A Blended Likelihood Approach for Achieving Fairness Using Naive Bayes
This work addresses algorithmic bias in high-stakes decision-making for practitioners using Naive Bayes, but the method is incremental as it combines existing in-processing and post-processing techniques.
The authors propose a fairness-aware Naive Bayes classifier (BMNB) that uses a blended likelihood approach and adaptive thresholding to reduce bias. On three datasets, they achieve Disparate Impact values close to 1 and Equal Opportunity Difference values near 0, while maintaining computational efficiency.

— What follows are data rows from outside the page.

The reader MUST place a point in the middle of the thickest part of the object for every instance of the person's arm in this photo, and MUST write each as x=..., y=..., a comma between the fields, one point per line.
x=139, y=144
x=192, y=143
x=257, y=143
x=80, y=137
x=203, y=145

Concerns about algorithmic bias and fairness have increased as artificial intelligence has been incorporated into high-stakes decision-making. Traditional Naive Bayes classifiers, while efficient and interpretable, lack fairness-awareness mechanisms and perpetuate historical biases in sensitive domains such as hiring, credit scoring, and criminal justice. This study develops a fairness-aware extension of the Naive Bayes classifier that mitigates bias while maintaining computational efficiency. We propose the Bias Mitigating Naive Bayes (BMNB) classifier, integrating in-processing and post-processing interventions. The in-processing stage employs a blended likelihood approach combining group-specific and pooled likelihood estimates through a tunable blending parameter alpha to balance fairness and accuracy. The post-processing stage applies output calibration with adaptive thresholding to fine-tune group-specific decision boundaries. Experimental results indicate that BMNB attains Disparate Impact (DI) values of 1.000, 1.171, and 0.997 and Equal Opportunity Difference (EOD) values of -0.217, -0.226, and -0.053 on the Adult, ProPublica, and Framingham datasets, respectively, while maintaining computational efficiency. Ablation studies confirm that the combination of blended likelihood and adaptive thresholding yields superior performance compared to either technique in isolation.